I thyink the acrilic is a great idea. I would also get some theatical spray blood from spirit and spray it on the shower walls to look like psycho.


----------



## moocheex55 (May 8, 2009)

I think you need actual fabric dye. Take your towels (I'd assume they are white/light colored) then spatter Rit red dye on them. you can even spill the dye on them so you get some areas that are more saturated then others.

This will be perminant and not wash off onto someone's hands.

Also, the Rit dye is really easy to find and pretty cheap. Check fabric stores or even grocery stores.


----------



## Boo Baby (Oct 7, 2008)

moocheex55 said:


> I think you need actual fabric dye. Take your towels (I'd assume they are white/light colored) then spatter Rit red dye on them. you can even spill the dye on them so you get some areas that are more saturated then others.
> 
> This will be perminant and not wash off onto someone's hands.
> 
> Also, the Rit dye is really easy to find and pretty cheap. Check fabric stores or even grocery stores.


I had thought of fabric dye but what happens when I spatter that on the towels and go to wash them the first time? I am using white towels, I am just worried with a fabric dye the white towels will turn to pink when washed...

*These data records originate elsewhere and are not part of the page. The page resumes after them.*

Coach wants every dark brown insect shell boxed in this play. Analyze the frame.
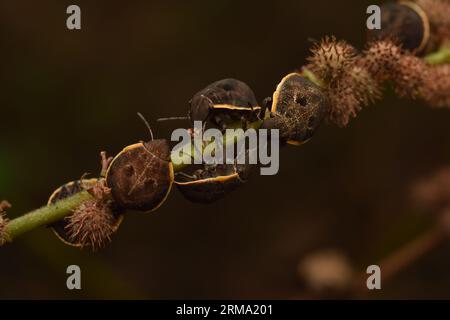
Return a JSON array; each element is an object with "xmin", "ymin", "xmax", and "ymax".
[
  {"xmin": 189, "ymin": 78, "xmax": 261, "ymax": 129},
  {"xmin": 105, "ymin": 140, "xmax": 174, "ymax": 212},
  {"xmin": 47, "ymin": 178, "xmax": 123, "ymax": 247},
  {"xmin": 367, "ymin": 2, "xmax": 430, "ymax": 54},
  {"xmin": 175, "ymin": 162, "xmax": 252, "ymax": 204},
  {"xmin": 263, "ymin": 73, "xmax": 328, "ymax": 145}
]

Similar question to the watered down acrylic Frankie, will it run? Just take basic acrylic paint and add extra water??


----------



## Dragonomine (Sep 28, 2008)

I was thinking of doing this one myself using acrylic paint but I wasn't going to wash the towel.


----------



## Giles (Sep 6, 2009)

Once you have the dye on the towels how you want it, hang them up to drip dry outside and the place them in the dryer. That should set the dye. You should then be able to wash in cold water and not worry about it bleeding (no pun intended). LOL

If you are really worried, mix up a small amount of the dye and just do a washcloth first.


----------



## selz (Oct 19, 2007)

I've just made up a few, I've actually used primer in Red-Oxide - the colour looks just like dried blood, rather than bright red. They'll be machine washable, and definately don't stain hands - I've tried them out already to test 

I've also done a pedistal mat for around the toilet, again fully washable, so can be clean and fresh for next year!


----------



## blackfog (Oct 9, 2008)

Great ideas I am going to make some for my powder room. You could put latex gloves on and dip them into the dye and run your hands down the towels. That is what I am going to do. I saw blood hand print shower cutains and plastic cling blood footprints in the stores to.


----------